The White House tapped O’Brien, whose family’s roots are in Cuba, to moderate two events: First, a morning panel on Monday with the first lady with Cuban teenage girls, some of whom have studied in the United States. The students also will take questions submitted by American students to Discovery Education. Later in the day, O’Brien will moderate a panel with President Obama and entrepreneurs, in which Americans who have started their own business will share advice to their Cuban counterparts.
O’Brien started her own media company, Starfish Media Group, in 2013, after a tenure at CNN and NBC News.
O’Brien says that this trip will be “really interesting, especially since I am not covering it as a news reporter. I will be there as an entrepreneur.”
She said that she travels to Cuba every two years to visit family. Her mother grew up in poverty and left Cuba in the 1950s, before Fidel Castro came to power.
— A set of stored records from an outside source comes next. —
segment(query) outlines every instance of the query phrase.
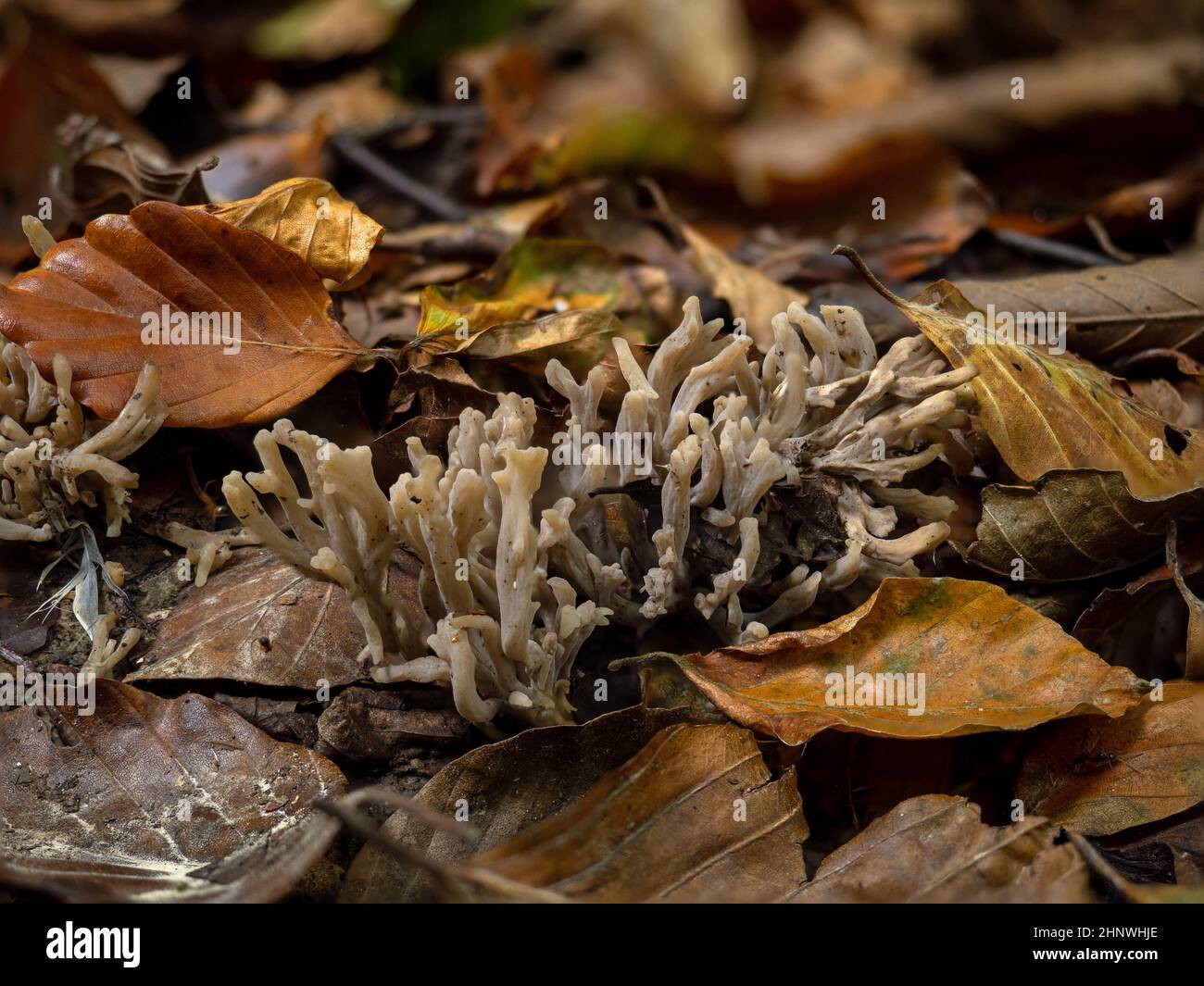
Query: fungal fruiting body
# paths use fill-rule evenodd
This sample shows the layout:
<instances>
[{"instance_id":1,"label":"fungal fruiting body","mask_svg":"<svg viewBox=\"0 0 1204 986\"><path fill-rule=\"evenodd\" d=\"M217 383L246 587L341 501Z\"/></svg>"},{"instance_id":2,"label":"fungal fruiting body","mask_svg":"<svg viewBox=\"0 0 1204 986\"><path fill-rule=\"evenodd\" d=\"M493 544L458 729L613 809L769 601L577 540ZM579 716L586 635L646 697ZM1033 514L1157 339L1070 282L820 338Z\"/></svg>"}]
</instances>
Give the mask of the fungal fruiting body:
<instances>
[{"instance_id":1,"label":"fungal fruiting body","mask_svg":"<svg viewBox=\"0 0 1204 986\"><path fill-rule=\"evenodd\" d=\"M684 315L647 368L615 340L626 388L613 427L602 368L578 382L548 364L568 403L563 433L616 438L563 465L533 443L533 402L503 394L488 418L460 414L445 459L411 438L411 472L388 496L368 449L288 421L255 439L264 471L231 473L223 491L250 535L347 590L377 680L448 685L479 724L502 709L571 721L571 668L597 626L696 612L739 643L825 591L914 574L913 559L949 535L954 503L899 484L957 441L974 368L950 371L919 336L879 359L851 308L816 318L791 306L763 356L748 336L720 335L721 320L703 323L697 300ZM613 454L637 444L650 473ZM910 530L892 537L901 516ZM399 549L418 577L394 595Z\"/></svg>"}]
</instances>

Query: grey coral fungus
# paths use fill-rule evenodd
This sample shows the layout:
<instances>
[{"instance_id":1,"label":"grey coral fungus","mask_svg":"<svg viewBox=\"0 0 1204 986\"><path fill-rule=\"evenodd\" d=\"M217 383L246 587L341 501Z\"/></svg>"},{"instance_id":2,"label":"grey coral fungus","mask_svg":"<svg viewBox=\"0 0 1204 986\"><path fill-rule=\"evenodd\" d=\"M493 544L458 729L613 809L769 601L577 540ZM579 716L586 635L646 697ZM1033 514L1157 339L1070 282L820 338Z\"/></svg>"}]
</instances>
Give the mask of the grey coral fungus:
<instances>
[{"instance_id":1,"label":"grey coral fungus","mask_svg":"<svg viewBox=\"0 0 1204 986\"><path fill-rule=\"evenodd\" d=\"M167 417L158 367L147 364L117 419L93 430L71 396L66 358L54 358L52 385L0 336L0 541L49 541L77 506L104 504L110 536L120 532L138 483L122 460Z\"/></svg>"},{"instance_id":2,"label":"grey coral fungus","mask_svg":"<svg viewBox=\"0 0 1204 986\"><path fill-rule=\"evenodd\" d=\"M503 394L489 418L461 413L445 462L411 438L412 472L388 497L366 448L341 449L288 421L256 437L264 471L232 473L223 491L279 557L347 590L377 680L448 685L478 724L503 708L568 721L573 660L612 619L641 628L692 609L725 640L756 639L821 590L914 573L913 559L948 536L951 501L893 484L966 423L973 367L949 371L920 337L878 359L856 312L821 314L791 306L778 315L761 359L749 337L703 323L696 299L647 372L616 340L627 389L609 432L603 371L579 383L550 361L548 380L568 402L562 436L625 439L550 470L549 450L532 444L535 405ZM637 436L651 459L647 480L633 456L613 454ZM300 461L307 492L282 448ZM288 531L261 495L279 501ZM773 497L795 503L802 530L769 509ZM891 537L899 514L922 522ZM621 544L613 516L635 529ZM399 548L420 567L405 598L388 589Z\"/></svg>"},{"instance_id":3,"label":"grey coral fungus","mask_svg":"<svg viewBox=\"0 0 1204 986\"><path fill-rule=\"evenodd\" d=\"M96 573L118 591L119 581L78 512L104 504L108 535L120 533L130 490L138 484L122 460L159 430L167 407L159 397L159 368L147 364L117 418L93 426L71 396L71 366L61 354L53 371L52 385L20 346L0 336L0 541L47 542L70 532L79 569L52 602L76 594L72 608L92 639L83 671L111 678L142 631L126 630L110 640L117 614L98 612Z\"/></svg>"}]
</instances>

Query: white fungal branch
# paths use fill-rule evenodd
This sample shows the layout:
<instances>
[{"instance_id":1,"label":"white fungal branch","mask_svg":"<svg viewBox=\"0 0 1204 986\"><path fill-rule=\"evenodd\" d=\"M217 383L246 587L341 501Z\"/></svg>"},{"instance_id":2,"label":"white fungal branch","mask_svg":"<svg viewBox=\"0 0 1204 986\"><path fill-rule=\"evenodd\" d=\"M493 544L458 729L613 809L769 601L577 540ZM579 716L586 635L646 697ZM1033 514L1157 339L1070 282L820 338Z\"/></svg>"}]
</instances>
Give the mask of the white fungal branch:
<instances>
[{"instance_id":1,"label":"white fungal branch","mask_svg":"<svg viewBox=\"0 0 1204 986\"><path fill-rule=\"evenodd\" d=\"M150 364L117 419L94 426L71 396L66 358L54 358L51 385L22 347L0 336L0 541L49 541L66 529L72 508L98 504L108 535L120 533L138 484L120 462L166 417L159 368Z\"/></svg>"},{"instance_id":2,"label":"white fungal branch","mask_svg":"<svg viewBox=\"0 0 1204 986\"><path fill-rule=\"evenodd\" d=\"M503 710L569 721L573 661L610 618L638 630L695 610L725 640L760 639L821 592L914 572L913 559L949 533L951 501L896 484L966 423L973 367L949 371L920 337L879 359L844 307L816 318L791 305L763 358L721 329L691 299L647 371L615 341L626 382L615 433L627 448L650 436L650 478L596 444L549 468L549 450L532 445L533 402L503 394L488 418L461 413L445 459L411 438L411 472L388 497L367 449L287 421L255 439L264 471L232 473L223 491L279 557L347 590L377 680L449 686L478 724ZM606 430L601 368L578 383L551 360L547 378L571 433ZM774 516L772 503L811 485L827 497L831 531L804 537L790 526L799 518ZM287 530L260 502L268 495ZM420 569L403 600L388 589L397 551Z\"/></svg>"}]
</instances>

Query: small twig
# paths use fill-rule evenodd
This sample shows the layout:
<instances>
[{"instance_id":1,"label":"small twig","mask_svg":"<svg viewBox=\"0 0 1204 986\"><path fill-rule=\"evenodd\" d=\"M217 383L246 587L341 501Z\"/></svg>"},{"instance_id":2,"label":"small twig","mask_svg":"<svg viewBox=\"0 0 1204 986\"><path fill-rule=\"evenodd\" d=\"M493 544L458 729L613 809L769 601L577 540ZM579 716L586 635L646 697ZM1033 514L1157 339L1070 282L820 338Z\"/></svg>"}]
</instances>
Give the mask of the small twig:
<instances>
[{"instance_id":1,"label":"small twig","mask_svg":"<svg viewBox=\"0 0 1204 986\"><path fill-rule=\"evenodd\" d=\"M1139 259L1135 253L1129 253L1128 250L1122 250L1112 242L1112 237L1108 235L1108 228L1099 220L1099 217L1087 213L1084 222L1087 224L1087 229L1091 230L1091 235L1096 237L1096 242L1099 244L1099 249L1106 253L1117 264L1135 264Z\"/></svg>"},{"instance_id":2,"label":"small twig","mask_svg":"<svg viewBox=\"0 0 1204 986\"><path fill-rule=\"evenodd\" d=\"M852 266L857 268L857 273L860 273L863 278L866 278L866 283L875 291L878 291L878 294L885 297L889 302L891 302L891 305L896 306L907 305L905 300L899 297L897 294L895 294L895 291L892 291L890 288L883 284L881 281L878 279L878 274L875 274L872 270L869 270L869 265L861 259L861 254L857 253L852 247L846 247L844 246L844 243L840 243L832 248L832 255L843 256L845 260L852 264Z\"/></svg>"},{"instance_id":3,"label":"small twig","mask_svg":"<svg viewBox=\"0 0 1204 986\"><path fill-rule=\"evenodd\" d=\"M1057 260L1062 264L1075 264L1082 267L1110 267L1116 264L1110 256L1104 256L1094 250L1085 250L1070 243L1058 243L1056 240L1043 240L1040 236L1029 236L1026 232L1014 230L996 230L995 238L1007 247L1032 254Z\"/></svg>"},{"instance_id":4,"label":"small twig","mask_svg":"<svg viewBox=\"0 0 1204 986\"><path fill-rule=\"evenodd\" d=\"M443 193L427 188L421 182L411 178L403 171L389 164L384 158L361 143L355 135L343 131L331 137L331 144L352 164L366 171L377 181L384 182L394 191L405 195L413 202L436 215L453 223L462 223L472 213L458 202L453 202Z\"/></svg>"},{"instance_id":5,"label":"small twig","mask_svg":"<svg viewBox=\"0 0 1204 986\"><path fill-rule=\"evenodd\" d=\"M18 667L22 671L33 671L33 665L29 663L29 659L23 654L18 654L7 644L0 643L0 657L4 657L13 667Z\"/></svg>"}]
</instances>

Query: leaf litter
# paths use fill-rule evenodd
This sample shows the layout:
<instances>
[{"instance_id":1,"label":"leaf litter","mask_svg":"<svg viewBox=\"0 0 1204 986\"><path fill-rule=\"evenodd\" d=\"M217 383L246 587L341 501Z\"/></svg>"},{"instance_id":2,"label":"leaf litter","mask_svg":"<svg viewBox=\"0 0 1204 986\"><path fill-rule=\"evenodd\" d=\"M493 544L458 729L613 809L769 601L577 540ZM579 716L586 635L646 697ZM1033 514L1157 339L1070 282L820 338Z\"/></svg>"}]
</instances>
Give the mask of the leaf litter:
<instances>
[{"instance_id":1,"label":"leaf litter","mask_svg":"<svg viewBox=\"0 0 1204 986\"><path fill-rule=\"evenodd\" d=\"M1198 896L1179 5L602 6L16 14L0 885Z\"/></svg>"}]
</instances>

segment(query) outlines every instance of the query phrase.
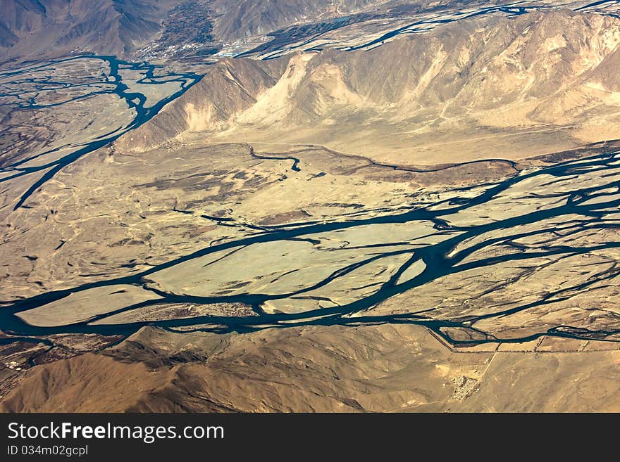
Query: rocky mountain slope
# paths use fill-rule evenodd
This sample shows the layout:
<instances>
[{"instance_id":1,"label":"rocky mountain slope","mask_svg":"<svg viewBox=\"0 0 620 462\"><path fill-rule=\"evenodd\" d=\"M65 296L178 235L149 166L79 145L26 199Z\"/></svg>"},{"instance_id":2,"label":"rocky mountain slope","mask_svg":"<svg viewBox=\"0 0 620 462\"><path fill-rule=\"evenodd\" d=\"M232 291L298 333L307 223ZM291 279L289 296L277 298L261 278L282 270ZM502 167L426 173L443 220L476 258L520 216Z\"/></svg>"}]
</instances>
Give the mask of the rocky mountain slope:
<instances>
[{"instance_id":1,"label":"rocky mountain slope","mask_svg":"<svg viewBox=\"0 0 620 462\"><path fill-rule=\"evenodd\" d=\"M617 137L619 44L620 20L564 10L461 21L370 51L224 60L118 146L199 133L399 163L553 152Z\"/></svg>"}]
</instances>

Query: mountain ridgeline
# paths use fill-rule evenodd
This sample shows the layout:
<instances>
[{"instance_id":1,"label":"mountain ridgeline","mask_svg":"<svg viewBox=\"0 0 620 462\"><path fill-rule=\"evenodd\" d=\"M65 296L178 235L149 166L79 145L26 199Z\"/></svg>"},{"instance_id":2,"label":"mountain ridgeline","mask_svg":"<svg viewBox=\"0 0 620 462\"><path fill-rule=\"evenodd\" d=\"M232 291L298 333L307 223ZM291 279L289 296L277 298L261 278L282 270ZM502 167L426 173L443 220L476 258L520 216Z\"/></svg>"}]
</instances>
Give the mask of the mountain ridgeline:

“She used to say that under Batista, he would do more than kill you. He would make sure that your family didn’t have any food,” O’Brien said.
Her mother finally got to return with O’Brien on a trip to Cuba about 10 years ago.
She thought “it was great to be back,” O’Brien says of her mother, now in her 80s. But “it was very emotionally challenging.” Many of her relatives had passed away as Cuba was isolated from the U.S.
This trip, O’Brien is bringing her 15-year-old and 14-year-old daughters and 11-year-old twin boys, the first time they will be there to meet their relatives and get a sense of what life is like for Cuban teenagers.
When Obama announced in December, 2014 that the U.S. would restore full diplomatic relations with Cuba, O’Brien wrote in an op-ed for CNN.com, “I had grown up rootless, disconnected from our family, unable to see firsthand what my mother’s country had become. The politics of the embargo alarmed me on both sides, even though I had no dog in that fight. The poverty astounded me, the restrictions, how people suffered a universal lack of opportunity. Yet I longed to remove the mystery surrounding the place and people my mother left behind. Now, perhaps, I can.”
The boycott, she wrote, was “punishing” for the Cuban people. She says that she is hopeful that the new engagement will expand the ties between the two countries, and that the U.S. can play a role in leading by example.
She says that when it comes to free speech, “I think that clearly in Cuba it is going to be a process.” When it comes to a free press, “I hope we are able to show the value of that.”